5 stages of a breakup and how to get over it

It’s not easy to end a relationship. It takes time for scars to heal, whether it’s from a boyfriend, girlfriend, husband, life partner, or even a best friend. Even if you were the one who started the breakup, you would go through five stages of mourning. Denial, anger, bargaining, depression, and acceptance are the five stages of relationship grief.
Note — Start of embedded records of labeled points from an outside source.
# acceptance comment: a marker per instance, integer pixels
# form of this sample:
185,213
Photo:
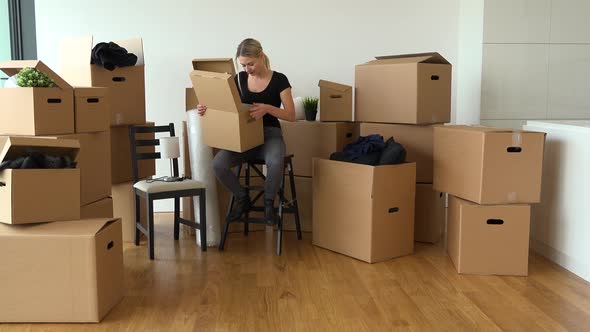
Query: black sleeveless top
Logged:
271,95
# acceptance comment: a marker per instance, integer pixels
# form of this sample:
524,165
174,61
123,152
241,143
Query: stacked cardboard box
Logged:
42,208
492,176
126,97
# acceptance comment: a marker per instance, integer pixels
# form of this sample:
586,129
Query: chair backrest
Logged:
139,144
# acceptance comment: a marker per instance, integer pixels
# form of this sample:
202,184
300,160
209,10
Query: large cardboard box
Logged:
417,140
36,111
366,212
335,101
429,223
124,208
38,195
488,165
92,110
69,271
94,162
121,168
312,139
409,88
227,123
98,209
126,84
488,239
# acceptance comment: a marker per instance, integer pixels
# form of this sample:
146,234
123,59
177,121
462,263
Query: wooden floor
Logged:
248,288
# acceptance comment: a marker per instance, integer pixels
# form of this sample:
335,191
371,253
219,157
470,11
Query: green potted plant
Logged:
310,105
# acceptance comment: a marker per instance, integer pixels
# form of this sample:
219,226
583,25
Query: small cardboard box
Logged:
488,165
69,271
98,209
121,168
409,88
488,239
38,195
94,162
335,101
312,139
417,140
92,110
126,84
366,212
429,223
227,123
36,111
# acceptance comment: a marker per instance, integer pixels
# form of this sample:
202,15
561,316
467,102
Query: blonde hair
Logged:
252,48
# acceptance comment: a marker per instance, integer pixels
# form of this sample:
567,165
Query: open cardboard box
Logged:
126,84
227,123
38,195
36,111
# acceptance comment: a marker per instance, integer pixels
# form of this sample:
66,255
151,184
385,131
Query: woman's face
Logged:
252,66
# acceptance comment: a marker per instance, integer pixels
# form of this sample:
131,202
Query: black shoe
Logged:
270,216
243,205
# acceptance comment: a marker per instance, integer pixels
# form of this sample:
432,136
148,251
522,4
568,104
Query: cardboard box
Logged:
488,165
121,165
304,192
409,88
98,209
70,271
417,140
335,101
126,84
366,212
92,110
227,123
124,208
429,224
36,111
311,139
488,239
94,162
38,195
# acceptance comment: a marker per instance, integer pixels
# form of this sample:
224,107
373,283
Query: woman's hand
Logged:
201,109
257,111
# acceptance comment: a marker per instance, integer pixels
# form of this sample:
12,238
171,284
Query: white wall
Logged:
307,39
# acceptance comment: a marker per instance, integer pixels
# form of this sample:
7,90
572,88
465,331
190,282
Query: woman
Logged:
265,89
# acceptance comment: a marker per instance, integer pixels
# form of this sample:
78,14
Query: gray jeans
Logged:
273,153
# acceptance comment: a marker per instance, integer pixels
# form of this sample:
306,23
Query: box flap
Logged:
430,57
334,85
83,227
217,65
13,67
15,146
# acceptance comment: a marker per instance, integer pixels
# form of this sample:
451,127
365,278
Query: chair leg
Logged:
150,219
137,216
176,217
203,220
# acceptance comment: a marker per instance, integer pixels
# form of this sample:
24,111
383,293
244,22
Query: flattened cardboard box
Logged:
311,139
335,101
409,88
488,165
92,110
416,139
68,271
366,212
227,123
36,111
488,239
38,195
126,84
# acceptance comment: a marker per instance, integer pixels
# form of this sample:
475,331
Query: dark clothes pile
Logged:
371,150
34,159
110,55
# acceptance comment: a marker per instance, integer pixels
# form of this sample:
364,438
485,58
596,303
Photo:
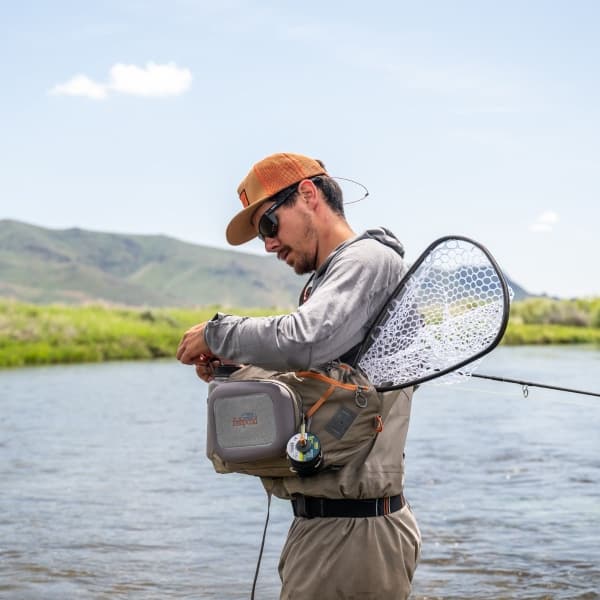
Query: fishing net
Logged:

These are the natural ways for your heart to heal.

1. Denial

Denial is your brain’s natural reaction to bad news; it allows your heart to acclimatize to the new situation. You may believe that your significant other is returning to you during the denial phase. Each person spends a different amount of time in denial. It’s a good idea to seek help from your friends and family.

2. Anger

It’s natural to be enraged at your ex-partner. You may resent them for inflicting sorrow on you or for dissolving your family. It’s critical not to make any hasty decisions during this stage that you’ll come to regret later. Wait till you’ve calmed down. Allow yourself to express your anger by exercising, doing yoga, or engaging in hobbies such as drawing. Writing down your emotions in a notebook is a good method to let them out.

3. Bargaining

You’ll try to save your connection or rebuild it as a friendship during the bargaining phase, but this could be fatal because love partnerships have features that don’t go away overnight. Trying to make friends with an ex, especially so soon after a breakup, can only serve to exacerbate the pain of heartbreak. You can reclaim your pride by beginning a new relationship without your ex.

4. Depression

It’s natural to be depressed. You’ve come to terms with the notion that the situation isn’t going to alter at this point in your grief. This is a good moment to reflect. You might prefer to be alone. Recognize that others’ kindness isn’t meant to irritate you. Instead, lean on your friends and family to distract you from your sadness, and fight the need to turn to drugs, alcohol, or food. Those habits can be harmful. Instead, eat healthy, sleep well, and exercise often. We recommend that you begin an exercise or yoga practice.

5. Acceptance

It’s only normal to have a soft spot in your heart for those you care about; after all, exceptional relationships shape who you are.

However, following a breakup, you will begin to piece together what happened, accept the breakup, and admit your role in it in the final stage of mourning. Use this as an opportunity to learn from past mistakes and apply what you’ve learned to the future. This is the most healthy method to accept a breakup and grow as a person. The agony may not be totally gone yet, but the wounds will heal with time.

Don’t forget its okay to have a drink while you go through the stages of grief and you aren’t alone, we can do this together!